But the Great Ageing is particularly painful because it is coinciding with "the Great Deleveraging", itself compounded by fiscal austerity aimed at addressing deficit spending, and "the Great Migration" - of global growth from developed to emerging economies.
Today, that fuels anxiety and income disparity as globalisation's winners outpace its losers, for all its promise of future prosperity and stability.
"To sum it all up, we're in a perfect storm," he concluded. "Fixation on the short term is blinding society to [these] powerful forces re-shaping our world."
Fink drew attention to how concern about the future was driving up short-term savings. FDIC data show bank deposits growing from $6trn in 2004 to $10trn today, and growing three-times faster in the first nine months of 2011 as through the whole of 2010.

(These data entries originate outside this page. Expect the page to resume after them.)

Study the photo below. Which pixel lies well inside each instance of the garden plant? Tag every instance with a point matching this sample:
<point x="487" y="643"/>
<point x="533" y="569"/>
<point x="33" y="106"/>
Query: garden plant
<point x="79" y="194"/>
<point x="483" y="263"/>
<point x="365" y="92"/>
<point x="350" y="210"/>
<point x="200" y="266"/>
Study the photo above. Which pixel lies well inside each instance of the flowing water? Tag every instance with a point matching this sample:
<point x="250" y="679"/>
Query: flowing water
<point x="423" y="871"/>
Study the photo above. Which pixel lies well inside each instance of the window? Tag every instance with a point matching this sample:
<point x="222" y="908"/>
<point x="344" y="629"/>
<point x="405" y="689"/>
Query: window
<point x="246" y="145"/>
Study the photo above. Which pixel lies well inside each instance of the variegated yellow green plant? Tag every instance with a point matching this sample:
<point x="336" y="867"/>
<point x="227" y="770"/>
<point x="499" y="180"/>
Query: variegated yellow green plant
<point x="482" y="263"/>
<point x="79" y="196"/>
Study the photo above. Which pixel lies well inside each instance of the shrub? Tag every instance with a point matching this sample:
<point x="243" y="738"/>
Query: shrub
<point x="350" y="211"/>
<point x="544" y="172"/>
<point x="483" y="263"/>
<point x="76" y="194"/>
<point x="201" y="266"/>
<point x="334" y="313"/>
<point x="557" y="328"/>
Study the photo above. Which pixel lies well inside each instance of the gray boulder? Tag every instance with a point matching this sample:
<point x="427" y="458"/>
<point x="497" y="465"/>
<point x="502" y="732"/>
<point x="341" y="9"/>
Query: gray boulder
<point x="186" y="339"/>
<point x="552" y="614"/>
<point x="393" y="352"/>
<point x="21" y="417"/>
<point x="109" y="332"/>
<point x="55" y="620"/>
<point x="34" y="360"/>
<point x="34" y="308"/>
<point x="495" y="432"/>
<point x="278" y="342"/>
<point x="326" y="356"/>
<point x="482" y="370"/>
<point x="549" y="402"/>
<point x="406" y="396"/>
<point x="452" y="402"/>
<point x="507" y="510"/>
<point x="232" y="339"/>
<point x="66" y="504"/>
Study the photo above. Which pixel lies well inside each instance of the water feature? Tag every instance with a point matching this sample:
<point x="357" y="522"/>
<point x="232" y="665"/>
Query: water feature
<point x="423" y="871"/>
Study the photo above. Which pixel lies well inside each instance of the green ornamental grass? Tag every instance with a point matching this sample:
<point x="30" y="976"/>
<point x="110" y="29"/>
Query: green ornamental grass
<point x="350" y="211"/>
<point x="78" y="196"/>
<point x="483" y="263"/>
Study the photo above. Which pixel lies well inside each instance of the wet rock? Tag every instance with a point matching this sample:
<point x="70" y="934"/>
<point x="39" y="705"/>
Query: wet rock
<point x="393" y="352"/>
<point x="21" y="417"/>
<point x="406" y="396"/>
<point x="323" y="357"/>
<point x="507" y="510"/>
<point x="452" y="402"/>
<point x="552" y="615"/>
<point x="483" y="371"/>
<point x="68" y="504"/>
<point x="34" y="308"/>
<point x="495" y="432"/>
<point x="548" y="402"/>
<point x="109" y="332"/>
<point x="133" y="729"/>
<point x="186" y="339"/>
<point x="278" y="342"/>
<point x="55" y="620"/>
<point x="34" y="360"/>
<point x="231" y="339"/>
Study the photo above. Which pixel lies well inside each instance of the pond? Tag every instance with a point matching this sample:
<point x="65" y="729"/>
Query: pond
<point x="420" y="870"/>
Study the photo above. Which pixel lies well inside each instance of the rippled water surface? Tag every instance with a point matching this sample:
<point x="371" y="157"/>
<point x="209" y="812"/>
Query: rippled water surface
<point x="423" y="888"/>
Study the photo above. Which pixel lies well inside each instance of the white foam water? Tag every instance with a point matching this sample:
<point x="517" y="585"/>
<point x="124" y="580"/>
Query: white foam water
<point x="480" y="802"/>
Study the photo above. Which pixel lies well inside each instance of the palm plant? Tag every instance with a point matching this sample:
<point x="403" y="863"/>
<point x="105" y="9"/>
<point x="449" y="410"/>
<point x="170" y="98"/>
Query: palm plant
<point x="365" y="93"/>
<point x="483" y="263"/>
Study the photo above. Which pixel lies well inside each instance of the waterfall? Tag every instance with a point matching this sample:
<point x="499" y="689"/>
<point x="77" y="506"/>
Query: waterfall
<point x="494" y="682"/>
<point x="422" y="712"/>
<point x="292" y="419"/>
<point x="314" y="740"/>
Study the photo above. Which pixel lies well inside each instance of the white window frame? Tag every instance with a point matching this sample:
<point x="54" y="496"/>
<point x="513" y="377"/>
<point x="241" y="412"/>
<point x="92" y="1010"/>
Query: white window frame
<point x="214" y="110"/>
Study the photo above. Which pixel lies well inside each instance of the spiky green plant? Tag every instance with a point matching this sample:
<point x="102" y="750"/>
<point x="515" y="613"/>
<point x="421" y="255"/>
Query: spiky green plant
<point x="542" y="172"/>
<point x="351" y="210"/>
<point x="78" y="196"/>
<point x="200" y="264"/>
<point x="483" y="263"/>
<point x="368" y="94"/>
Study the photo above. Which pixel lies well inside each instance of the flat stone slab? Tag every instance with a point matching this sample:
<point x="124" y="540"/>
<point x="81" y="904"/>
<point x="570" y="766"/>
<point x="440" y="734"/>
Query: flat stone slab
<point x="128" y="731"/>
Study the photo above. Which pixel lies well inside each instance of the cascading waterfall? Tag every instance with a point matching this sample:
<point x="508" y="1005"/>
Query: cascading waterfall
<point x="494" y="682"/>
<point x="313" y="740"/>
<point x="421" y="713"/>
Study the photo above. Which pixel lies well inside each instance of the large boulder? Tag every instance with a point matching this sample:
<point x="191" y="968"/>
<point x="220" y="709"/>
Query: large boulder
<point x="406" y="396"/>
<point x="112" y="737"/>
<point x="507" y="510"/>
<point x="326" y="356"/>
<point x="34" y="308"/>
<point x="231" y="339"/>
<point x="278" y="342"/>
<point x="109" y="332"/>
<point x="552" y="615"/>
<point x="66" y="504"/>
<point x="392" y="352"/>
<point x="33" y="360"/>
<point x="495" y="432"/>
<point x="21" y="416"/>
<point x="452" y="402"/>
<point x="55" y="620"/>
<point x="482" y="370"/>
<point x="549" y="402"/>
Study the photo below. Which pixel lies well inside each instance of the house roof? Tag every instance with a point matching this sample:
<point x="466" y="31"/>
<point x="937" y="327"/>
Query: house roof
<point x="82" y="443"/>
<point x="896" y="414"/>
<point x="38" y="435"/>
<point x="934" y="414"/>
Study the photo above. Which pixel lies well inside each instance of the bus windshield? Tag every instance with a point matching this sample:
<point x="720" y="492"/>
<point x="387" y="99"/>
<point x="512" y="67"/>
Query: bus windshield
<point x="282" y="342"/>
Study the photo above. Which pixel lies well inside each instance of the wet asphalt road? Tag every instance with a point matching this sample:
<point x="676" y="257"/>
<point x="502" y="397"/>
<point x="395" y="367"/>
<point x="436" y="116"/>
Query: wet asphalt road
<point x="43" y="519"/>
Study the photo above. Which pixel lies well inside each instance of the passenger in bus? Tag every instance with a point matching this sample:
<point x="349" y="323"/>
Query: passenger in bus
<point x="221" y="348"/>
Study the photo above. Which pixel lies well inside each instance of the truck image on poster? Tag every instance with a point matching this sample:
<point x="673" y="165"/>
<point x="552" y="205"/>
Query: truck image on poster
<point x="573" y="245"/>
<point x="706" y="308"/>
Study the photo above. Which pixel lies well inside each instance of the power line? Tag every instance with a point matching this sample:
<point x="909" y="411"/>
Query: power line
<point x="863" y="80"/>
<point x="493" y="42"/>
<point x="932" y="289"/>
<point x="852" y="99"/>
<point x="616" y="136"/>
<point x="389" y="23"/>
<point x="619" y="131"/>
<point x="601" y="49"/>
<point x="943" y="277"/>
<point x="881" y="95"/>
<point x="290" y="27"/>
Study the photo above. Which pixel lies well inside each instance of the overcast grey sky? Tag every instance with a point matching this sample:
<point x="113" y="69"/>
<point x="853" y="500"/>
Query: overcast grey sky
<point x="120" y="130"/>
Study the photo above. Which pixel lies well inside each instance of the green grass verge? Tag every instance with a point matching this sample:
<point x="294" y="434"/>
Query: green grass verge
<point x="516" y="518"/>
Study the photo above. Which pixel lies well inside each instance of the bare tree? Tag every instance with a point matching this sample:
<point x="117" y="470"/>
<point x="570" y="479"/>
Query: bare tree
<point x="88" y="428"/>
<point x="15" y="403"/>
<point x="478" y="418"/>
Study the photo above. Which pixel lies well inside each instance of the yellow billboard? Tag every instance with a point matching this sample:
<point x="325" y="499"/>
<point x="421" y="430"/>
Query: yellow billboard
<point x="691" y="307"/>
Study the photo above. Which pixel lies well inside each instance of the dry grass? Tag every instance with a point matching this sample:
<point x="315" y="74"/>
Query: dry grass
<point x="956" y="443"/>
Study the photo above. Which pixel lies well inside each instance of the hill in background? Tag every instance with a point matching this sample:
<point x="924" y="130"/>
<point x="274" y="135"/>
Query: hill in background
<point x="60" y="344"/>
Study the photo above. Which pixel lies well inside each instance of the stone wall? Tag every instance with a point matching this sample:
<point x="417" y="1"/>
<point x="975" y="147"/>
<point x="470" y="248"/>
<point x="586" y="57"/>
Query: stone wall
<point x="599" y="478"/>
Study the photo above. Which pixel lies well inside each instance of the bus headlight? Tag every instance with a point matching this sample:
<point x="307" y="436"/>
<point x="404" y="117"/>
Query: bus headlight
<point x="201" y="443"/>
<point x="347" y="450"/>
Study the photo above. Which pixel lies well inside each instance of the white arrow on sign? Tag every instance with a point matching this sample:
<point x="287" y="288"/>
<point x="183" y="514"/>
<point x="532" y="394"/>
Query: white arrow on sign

But even in China people are keeping "far too much of their savings in short-term deposits", he added.
"Whether it comes from an individual, a corporation or a pension fund […] you need to get off the sidelines and get your money working again," said Fink.
It was the only way pension funds will meet their commitments, he said, and individuals had to understand the cost - to themselves and to society - of sitting in cash, even with low inflation.
"No-one talks about that cost: they all talk about the cost of volatility, or the cost of short-term decisions - but never the cost of sitting on cash," he said.
If savers are turned into long-term investors, Fink argued, we go some way to addressing the pressures of the Great Ageing.
"Longevity is an asset to be leveraged, not a curse," he said. "I'll be the first to say that the asset management industry has not done a great job of helping investors take a long-term view."
He outlined the industry's responsibility to educate investors about "new sources of income, like dividend-paying stocks or higher-yielding corporate bonds", and about mixing passive, active and alternative investments to get away from sterile 60/40 portfolios.
"We need to help public and private pension funds face up to the adjustments necessary to meet their obligations - such as revisiting outdated, over-restrictive investment guidelines," he said.
But he also made a call to corporate sponsors of pension benefits to meet their "moral responsibility" to educate their employees.
"Shifting from a defined benefit to a defined contribution plan doesn't absolve them of that responsibility," he insisted, criticising governments for taking short-termist positions.
He called for tax reform to encourage long-term investment, but also for governments to invest for returns that might not be realised for years - from updating "crumbling infrastructure" to research and education.
"It's our responsibility as leaders of business, finance and government," he concluded. "All of us must answer the call."